Construct any chord of the hyperbola. Then construct another, parallel chord. Bisect both chords and draw the line connecting the generated midpoint. This line is called the conjugate diameter with respect to the set of parallel chords you just used, and it is guaranteed to pass through the center. In a similar way construct another conjugate diameter using a pair of chords parallel to each other but not parallel to the first two. The two conjugate diameters intersect at the center, which I now label $O$.
Next comes the transverse axis. Center the compasses at $O$ and make a circle with radius $r$, big enough to hit the hyperbola at four points which, of course, are the vertices of a rectangle. Construct the perpendicular bisector of either side that connects two points within the same branch of the hyperbola. This cuts through $O$ and is the transverse axis.

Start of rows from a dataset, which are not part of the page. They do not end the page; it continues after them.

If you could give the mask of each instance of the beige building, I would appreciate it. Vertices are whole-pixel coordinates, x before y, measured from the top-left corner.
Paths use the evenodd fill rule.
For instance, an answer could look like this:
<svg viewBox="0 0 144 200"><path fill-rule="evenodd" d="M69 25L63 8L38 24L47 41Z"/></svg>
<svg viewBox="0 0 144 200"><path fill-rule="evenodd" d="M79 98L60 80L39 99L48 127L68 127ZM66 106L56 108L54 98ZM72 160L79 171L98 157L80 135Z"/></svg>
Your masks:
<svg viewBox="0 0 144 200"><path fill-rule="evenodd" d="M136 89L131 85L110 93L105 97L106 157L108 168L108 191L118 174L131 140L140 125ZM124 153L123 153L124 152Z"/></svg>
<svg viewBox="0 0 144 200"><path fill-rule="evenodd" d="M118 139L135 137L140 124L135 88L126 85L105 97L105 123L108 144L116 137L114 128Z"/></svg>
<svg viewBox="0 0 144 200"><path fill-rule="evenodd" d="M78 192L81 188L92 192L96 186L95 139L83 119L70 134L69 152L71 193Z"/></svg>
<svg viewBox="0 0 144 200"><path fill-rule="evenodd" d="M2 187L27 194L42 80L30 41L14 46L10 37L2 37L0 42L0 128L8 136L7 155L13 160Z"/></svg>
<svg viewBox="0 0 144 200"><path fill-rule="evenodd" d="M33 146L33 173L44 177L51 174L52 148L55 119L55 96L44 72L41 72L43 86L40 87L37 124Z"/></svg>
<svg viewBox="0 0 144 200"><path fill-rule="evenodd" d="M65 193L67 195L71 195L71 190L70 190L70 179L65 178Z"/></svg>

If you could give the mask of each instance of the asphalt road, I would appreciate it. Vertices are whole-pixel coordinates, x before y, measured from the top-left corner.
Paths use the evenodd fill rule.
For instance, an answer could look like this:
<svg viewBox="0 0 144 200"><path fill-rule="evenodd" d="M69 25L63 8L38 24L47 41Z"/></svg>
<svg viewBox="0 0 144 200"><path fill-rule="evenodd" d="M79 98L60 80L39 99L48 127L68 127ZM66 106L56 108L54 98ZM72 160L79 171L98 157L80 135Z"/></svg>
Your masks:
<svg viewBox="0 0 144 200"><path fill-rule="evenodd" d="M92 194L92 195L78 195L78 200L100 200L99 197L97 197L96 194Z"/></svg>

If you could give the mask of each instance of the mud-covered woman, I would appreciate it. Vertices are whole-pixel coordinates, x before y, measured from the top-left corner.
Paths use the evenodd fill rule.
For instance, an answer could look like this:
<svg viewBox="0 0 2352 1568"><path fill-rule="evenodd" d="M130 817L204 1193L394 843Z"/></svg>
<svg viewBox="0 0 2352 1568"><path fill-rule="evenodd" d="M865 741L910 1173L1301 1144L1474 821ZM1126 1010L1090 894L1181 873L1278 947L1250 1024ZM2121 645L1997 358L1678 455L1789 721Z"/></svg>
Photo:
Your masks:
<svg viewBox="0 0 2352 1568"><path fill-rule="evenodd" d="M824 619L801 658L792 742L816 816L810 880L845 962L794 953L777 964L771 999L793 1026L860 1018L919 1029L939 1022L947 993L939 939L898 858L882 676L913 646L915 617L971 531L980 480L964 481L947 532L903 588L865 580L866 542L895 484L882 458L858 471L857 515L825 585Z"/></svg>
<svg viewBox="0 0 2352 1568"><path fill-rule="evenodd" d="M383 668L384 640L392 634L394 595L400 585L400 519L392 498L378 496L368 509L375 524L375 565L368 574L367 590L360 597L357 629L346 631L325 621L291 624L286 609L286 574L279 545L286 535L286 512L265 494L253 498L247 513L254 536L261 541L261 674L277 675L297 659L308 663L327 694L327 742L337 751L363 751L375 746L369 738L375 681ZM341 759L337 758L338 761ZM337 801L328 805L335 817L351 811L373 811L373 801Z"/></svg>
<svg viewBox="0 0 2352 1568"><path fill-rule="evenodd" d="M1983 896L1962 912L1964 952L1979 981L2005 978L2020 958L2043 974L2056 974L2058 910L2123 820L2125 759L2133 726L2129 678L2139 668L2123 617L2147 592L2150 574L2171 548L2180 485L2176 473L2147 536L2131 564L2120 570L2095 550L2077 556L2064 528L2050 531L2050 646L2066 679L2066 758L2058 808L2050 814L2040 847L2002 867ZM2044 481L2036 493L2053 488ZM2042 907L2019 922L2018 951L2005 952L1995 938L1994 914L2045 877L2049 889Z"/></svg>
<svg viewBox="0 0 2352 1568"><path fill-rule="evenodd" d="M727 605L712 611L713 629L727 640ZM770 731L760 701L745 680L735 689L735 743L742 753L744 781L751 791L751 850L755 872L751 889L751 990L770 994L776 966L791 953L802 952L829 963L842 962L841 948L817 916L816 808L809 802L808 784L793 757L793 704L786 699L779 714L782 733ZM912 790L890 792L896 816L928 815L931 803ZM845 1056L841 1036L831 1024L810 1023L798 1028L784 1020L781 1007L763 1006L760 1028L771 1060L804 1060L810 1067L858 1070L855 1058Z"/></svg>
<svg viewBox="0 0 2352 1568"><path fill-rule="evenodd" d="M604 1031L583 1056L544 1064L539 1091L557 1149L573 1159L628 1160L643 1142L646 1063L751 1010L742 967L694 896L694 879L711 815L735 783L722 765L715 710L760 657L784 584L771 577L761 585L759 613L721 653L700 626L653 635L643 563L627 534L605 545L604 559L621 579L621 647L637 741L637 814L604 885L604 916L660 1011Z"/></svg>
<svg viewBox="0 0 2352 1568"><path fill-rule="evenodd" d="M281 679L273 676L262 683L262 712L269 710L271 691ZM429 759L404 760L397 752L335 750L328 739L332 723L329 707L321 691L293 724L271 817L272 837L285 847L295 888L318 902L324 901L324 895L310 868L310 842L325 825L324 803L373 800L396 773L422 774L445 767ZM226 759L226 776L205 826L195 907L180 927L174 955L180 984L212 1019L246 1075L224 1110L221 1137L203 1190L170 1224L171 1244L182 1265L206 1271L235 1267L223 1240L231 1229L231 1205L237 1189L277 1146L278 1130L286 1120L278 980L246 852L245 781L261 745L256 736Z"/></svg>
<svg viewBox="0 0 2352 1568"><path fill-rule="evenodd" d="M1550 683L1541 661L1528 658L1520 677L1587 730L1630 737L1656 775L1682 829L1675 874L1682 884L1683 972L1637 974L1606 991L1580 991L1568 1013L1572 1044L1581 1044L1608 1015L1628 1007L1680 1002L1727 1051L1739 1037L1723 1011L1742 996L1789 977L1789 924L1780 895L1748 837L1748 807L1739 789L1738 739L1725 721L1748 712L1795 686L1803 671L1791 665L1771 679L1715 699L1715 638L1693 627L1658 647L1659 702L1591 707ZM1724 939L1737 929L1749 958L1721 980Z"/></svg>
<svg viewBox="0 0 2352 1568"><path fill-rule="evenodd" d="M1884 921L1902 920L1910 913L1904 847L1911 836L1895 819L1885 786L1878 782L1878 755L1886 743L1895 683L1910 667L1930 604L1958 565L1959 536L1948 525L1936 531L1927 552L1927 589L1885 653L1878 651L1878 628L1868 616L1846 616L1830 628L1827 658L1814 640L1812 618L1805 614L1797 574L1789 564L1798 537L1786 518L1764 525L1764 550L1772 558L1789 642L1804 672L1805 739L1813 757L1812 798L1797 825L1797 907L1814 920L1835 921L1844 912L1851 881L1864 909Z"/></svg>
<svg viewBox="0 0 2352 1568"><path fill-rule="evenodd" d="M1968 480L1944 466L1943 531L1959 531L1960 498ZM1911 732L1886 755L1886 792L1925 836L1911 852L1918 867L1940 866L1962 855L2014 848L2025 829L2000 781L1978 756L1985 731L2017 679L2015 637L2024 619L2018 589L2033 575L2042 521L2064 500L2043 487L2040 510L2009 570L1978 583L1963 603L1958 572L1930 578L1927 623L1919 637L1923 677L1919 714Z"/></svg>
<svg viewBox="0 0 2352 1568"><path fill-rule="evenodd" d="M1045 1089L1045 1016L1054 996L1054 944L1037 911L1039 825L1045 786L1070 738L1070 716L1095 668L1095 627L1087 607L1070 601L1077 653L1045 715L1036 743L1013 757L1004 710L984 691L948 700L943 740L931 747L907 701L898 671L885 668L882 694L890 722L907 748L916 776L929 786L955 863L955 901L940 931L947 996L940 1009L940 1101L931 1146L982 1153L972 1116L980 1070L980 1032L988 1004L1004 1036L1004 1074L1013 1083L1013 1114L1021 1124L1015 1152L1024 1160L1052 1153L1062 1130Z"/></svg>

Now we are ready to attack the asymptotes. For the rectangle you just constructed, define $l$ as the length of transverse axis from the center to either point where it hits the rectangle. Now construct a larger rectangle centered on $O$, with radius $r'$ and half-length $l'$ corresponding respectively to $r$ and $l$ from the first rectangle.
Construct a right triangle with a vertex at $O$, a leg from $O$ along the transverse axis measuring $\sqrt{(l')^2-l^2}$, and hypoteneuse $\sqrt{(r')^2-r^2}$. The hypoteneuse will be directed along an asymptote, and the other asymptote is obtained via a mirror reflection through the transverse axis.
Finally we go for the foci. Go back to the transverse axis and drop a perpendicular to it from either of the vertices where it hits the hyperbola. This intersects an asymptote (pick either one) at point $P$. Construct the circle through $P$ centered on $O$, which intersects the transverse axis at the foci.
Done!